Speaking to the Houston Producers’ Forum recently, he said, “The growth rate in gas supply out of the Northeast is tremendous and will continue, but what we need is more demand.”

The Williams Cos. Inc.’s long-awaited Atlantic Sunrise Pipeline should come online in September, he said, moving Cabot’s gas to a Transco line in southern Pennsylvania. Cabot has 1 Bcf/d of firm transportation on it. “We already have that gas sold on several 15- to 20-year contracts. Our realizations are going to improve.”

Dinges cited some 14 oil and gas pipelines in the Appalachian Basin that have experienced protests and regulatory delays. “Companies produce 8 Bcf/d in a six-county area but the pipelines are not keeping up. We’re trying to break the logjam, but it’s affecting all of us, not just to access demand but to narrow the differentials … and prevent a loss of proceeds.”

Since Cabot started drilling in the Marcellus in 2008 to 2009 (when production in the Barnett Shale was peaking), it has had to wait on takeaway capacity and face legal challenges, water quality issues and fraught community relations.

Even so, from 2012 to 2017, Cabot’s gas production compound annual growth rate has been 22% on a debt-adjusted, per-share basis. Currently the company is operating three rigs and two frack crews.

Cabot’s production now stands at 2.1 Bcf/d, with 561 net producing horizontal wells, but Dinges said he is confident Cabot can grow production above 3.75 Bcf/d by 2020. He’s optimistic based on operating in what he called good rock. The company’s EURs are 4.4 Bcfe per 1,000 feet of lateral in the lower Marcellus and 3.9 Bcfe in the upper Marcellus.

Cabot can sell via new pipelines and directly to some new gas-fired power plants in the basin, with firm transportation arranged.
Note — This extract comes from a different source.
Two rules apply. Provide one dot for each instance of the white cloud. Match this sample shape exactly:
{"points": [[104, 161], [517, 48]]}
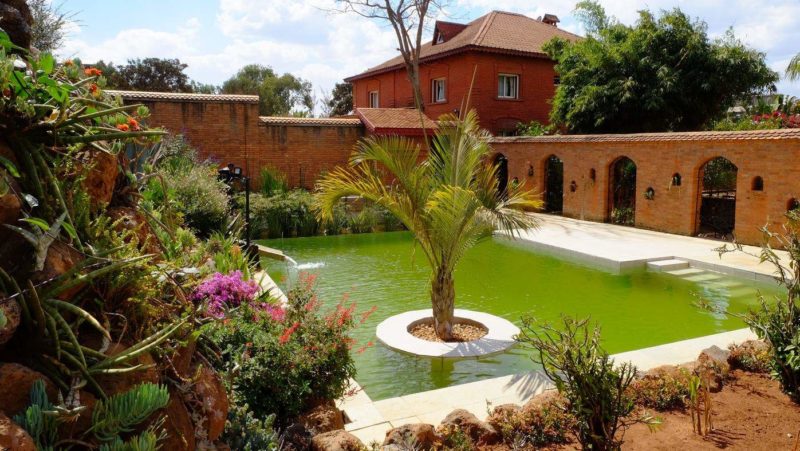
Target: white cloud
{"points": [[304, 38]]}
Flow assurance.

In 2017, the company’s all-sources finding and development cost in the Marcellus was a mere 22 cents per Mcf. It has continued to trim its costs and lower its breakeven hurdle. “Our overall all-in operating cost including non-cash expenses like G&A and DD&A is $1.58/Mcf,” he said.

One could say Cabot is sitting pretty. It’s reported eight consecutive quarters of free cash flow. The company has 9.7 Tcfe of proves reserves and 3,000 undrilled locations. “That’s more than 35 years of runway ahead of us,” he said. In addition, debt has been trimmed to 0.5x EBITDA. Moving now to larger drill pads and Gen 5 completion design, which he said he hopes yields even more than the 2.9 Bcfe.

The bottom line is that for every oil and gas producer, flow assurance via firm sales and price protection via basis differential hedging will be the keys. Go with the flow.